The Time I Broke My Mother’s Finger – and OT Fixed It
by: Kate LeFebvre OTR/L
A Community in Motion
It was spring of my junior year in high school, and I had the dubious pleasure of taking the SAT IIs; something I had all but forgotten existed until I recalled this story. Not yet having a driver’s license, I waited outside the school when I was done, pacing back and forth across the concrete until my mom arrived. At some point, it would seem I stepped in a sticky wad of fresh chewing gum. I climbed into the passenger’s seat unaware and assumed my typical (and I should note, not terribly safe in the car – don’t do this at home!) posture with my feet tucked up under me. I suppose it comes as no great surprise to mothers everywhere that I wasn't the one to clean up the resulting gooey mess on the minivan’s upholstery. In the process of scrubbing some unknown person’s used gum, Mum applied perhaps a bit too much elbow grease. The result was mallet finger, a tendon injury that prevents the last joint of the affected finger from fully straightening.

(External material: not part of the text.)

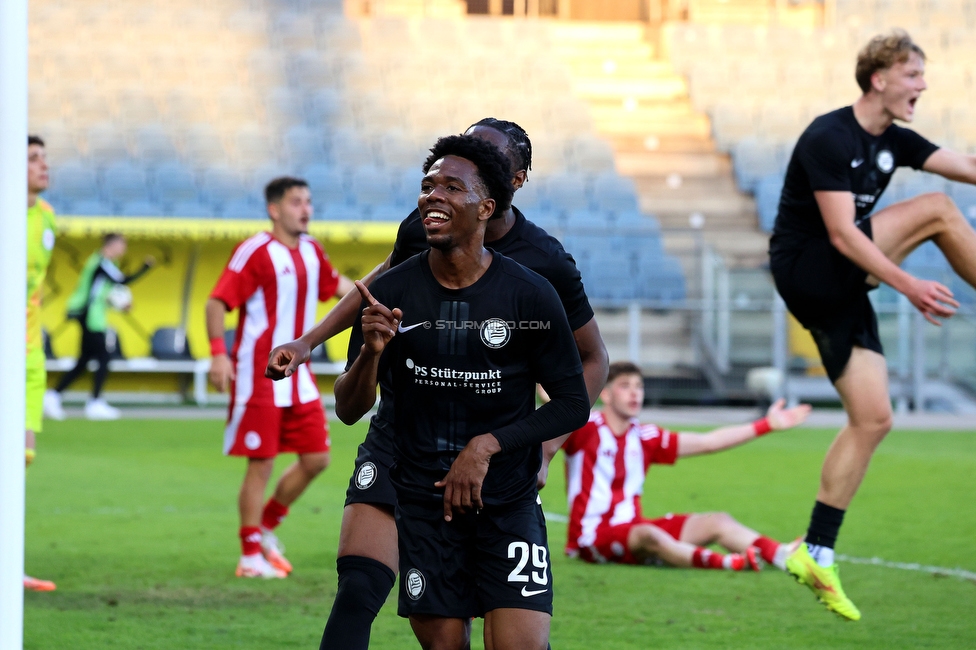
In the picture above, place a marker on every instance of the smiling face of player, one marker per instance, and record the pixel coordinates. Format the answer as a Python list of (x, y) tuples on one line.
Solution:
[(37, 170), (454, 204), (290, 215), (624, 396), (900, 86)]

My mom went to see her primary care physician, who told her there was nothing to be done and her finger would never be straight again. Unsatisfied, she convinced him to write a referral to occupational therapy. Her OT, specializing in hand therapy, provided exercises to strengthen and repair the damaged tendon. With a combination of clinic visits and home exercises, my mother restored full range of motion to her finger. Now she not only has ten equally straight fingers, full function in both hands, and a story to tell about those darn careless kids, but she also had the opportunity to go back to her doctor and say “I told you so.” Sounds like an OT success story to me!